Dors-tu, toi l’Eternel Passant, écrasé d’ivres
Calvaires fous à travers les cités, maudites
Par les désespoirs las qu’ont saigné tes orteils ? –

Or du Sépulcre sourd sourdit une voix morne :
Mais, ô Songeur, comment voudrais-tu que je dorme
Avec ces vers rongeurs au cœur de mon sommeil ?

(Charles Guérin)

Q15  T15  rimes b et c : assonances

Dans des gouffres nimbés d’auréoles rosâtres, — 1894 (17)

Revue de l’Est

Deux maîtresses en une

Dans des gouffres nimbés d’auréoles rosâtres,
Où transparaît l’horreur d’un enténèbrement,
Je trace tes contours sur les célestes plâtres
Qui tapissent le bleu morne du firmament !

Sur la palette d’or des lunes idolâtres,
J’étale la couleur de ton rose piquant,
Et le halo des nuits vient ceindre tes albâtres
De ton flanc callipyge, où clame mon tourment !

Alors tu te fais chair, chair de jeune maitresse,
Des hurlantes amours recélant la caresse,
Dans l’ondulation d’un frêle corps d’enfant!

Tes reins ont des serpents les plis noueux et lisses,
Tes yeux ont les éclairs de leurs yeux, et tes cuisses
L’élastique rondeur des trompes d’éléphant !

(Louis Baboulet)

Q8  T15

Je suis prisonnier de tes yeux — 1894 (15)

Verlaine Dédicaces (2ème ed.)

A E…
en lui offrant « Mes prisons’

Je suis prisonnier de tes yeux
Toujours – et parfois de tes bras,
Mais ne plains pas ces embarras
Qui ne sont guère qu’ocieux.

L’odieux, ô mais, là, c’est dur,
C’est que mon coeur est en prison
En même temps que ma raison
Dans ton amitié, cachot pur!

Et bien que trop intelligents,
Mes désirs, quoique diligents,
S’en ressentent jusqu’à parfois

Ressembler à d’affreux courrous …
Mais tu les mets sous les verrous
De ta bonté, coeur, geste, et voix.

Q63 – T15 – octo – Tous les vers sont en rime masculine

Zut, il n’en faut plus, c’est une hypocrite — 1894 (12)

Verlaine Dédicaces (2ème ed.)

A***

Zut, il n’en faut plus, c’est une hypocrite
A rebours ou c’est une folle ou, mieux,
Une sotte en cinq lettres, mais de vieux
Jeu, trop Second Empire, – et qui s’effrite.
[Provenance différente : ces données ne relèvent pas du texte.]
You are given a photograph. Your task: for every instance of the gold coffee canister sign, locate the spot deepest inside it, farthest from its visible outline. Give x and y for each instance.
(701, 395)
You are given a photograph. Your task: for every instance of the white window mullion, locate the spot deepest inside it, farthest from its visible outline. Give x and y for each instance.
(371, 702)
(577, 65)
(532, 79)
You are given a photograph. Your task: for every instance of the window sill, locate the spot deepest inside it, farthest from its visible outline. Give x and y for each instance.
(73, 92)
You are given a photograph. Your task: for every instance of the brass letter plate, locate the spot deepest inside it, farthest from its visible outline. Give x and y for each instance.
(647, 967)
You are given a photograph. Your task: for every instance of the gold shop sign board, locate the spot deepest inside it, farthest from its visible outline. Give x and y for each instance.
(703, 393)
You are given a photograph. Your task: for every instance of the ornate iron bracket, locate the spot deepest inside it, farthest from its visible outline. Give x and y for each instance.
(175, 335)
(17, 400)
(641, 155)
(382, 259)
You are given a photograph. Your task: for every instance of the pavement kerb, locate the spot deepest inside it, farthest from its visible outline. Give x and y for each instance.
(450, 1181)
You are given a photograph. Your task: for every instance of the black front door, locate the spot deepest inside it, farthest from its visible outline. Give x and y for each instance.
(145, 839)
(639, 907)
Car jeune elle est très loin de l’être encor
Et la date de sa naissance est un trésor
De suppositions contradictoires.
Cela ne ferait rien sans doute au cas présent,

Moi n’étant plus non plus l’adolescent
Epris de sa cousine, lys! Ivoires!
Mais surtout elle est sotte, démérite

Pire à mes yeux que tous maux sous les cieux
Et, tort non moindre en surplus à mes yeux,
Elle a le don qui fait que je m’irrite.

QTTQ mais disposition standard – 10s 

Comme un troupeau docile au Maître Capital, — 1894 (11)

Tristan Bernard Vous m’en direz tant!

Comme un troupeau docile
Comme un vol de gerfauts…

Comme un troupeau docile au Maître Capital,
Du palais de Bourbon, proche la Madeleine,
Ceusses de la Montagne et ceusses de la Plaine
S’en venaient, attirés, vers le guichet fatal.
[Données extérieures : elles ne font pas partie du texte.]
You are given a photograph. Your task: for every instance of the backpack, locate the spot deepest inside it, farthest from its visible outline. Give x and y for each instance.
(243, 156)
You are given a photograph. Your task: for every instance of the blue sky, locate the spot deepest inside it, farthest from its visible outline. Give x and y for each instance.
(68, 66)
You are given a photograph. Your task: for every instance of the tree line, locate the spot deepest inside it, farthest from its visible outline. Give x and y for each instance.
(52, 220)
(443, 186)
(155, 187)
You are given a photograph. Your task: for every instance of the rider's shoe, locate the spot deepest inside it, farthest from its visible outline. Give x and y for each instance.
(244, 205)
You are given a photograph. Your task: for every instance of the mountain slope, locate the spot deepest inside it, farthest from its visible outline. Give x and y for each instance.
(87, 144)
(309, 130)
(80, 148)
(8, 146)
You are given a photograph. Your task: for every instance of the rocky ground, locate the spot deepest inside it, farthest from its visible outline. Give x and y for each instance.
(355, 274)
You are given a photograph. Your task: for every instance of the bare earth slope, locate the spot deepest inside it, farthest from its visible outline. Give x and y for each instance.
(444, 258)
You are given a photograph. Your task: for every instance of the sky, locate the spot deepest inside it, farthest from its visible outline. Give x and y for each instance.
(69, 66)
Ils venaient pour palper l’avantageux métal
Accru depuis longtemps au fond des bas de laine.
Puis leur rut obstiné vidait leur poche pleine
Aux nids luxurieux du monde horizontal.

Le vin, qui ruisselait des mains des courtisanes
Leur faisait entrevoir les deux mers océanes
Heurtant à des flots d’or les flots céruléens.

Mais voici qu’inclément l’Avenir se révèle;
Et bientôt, transportés aux frais des citoyens,
Ils verront resplendir tes étoiles, Nouvelle!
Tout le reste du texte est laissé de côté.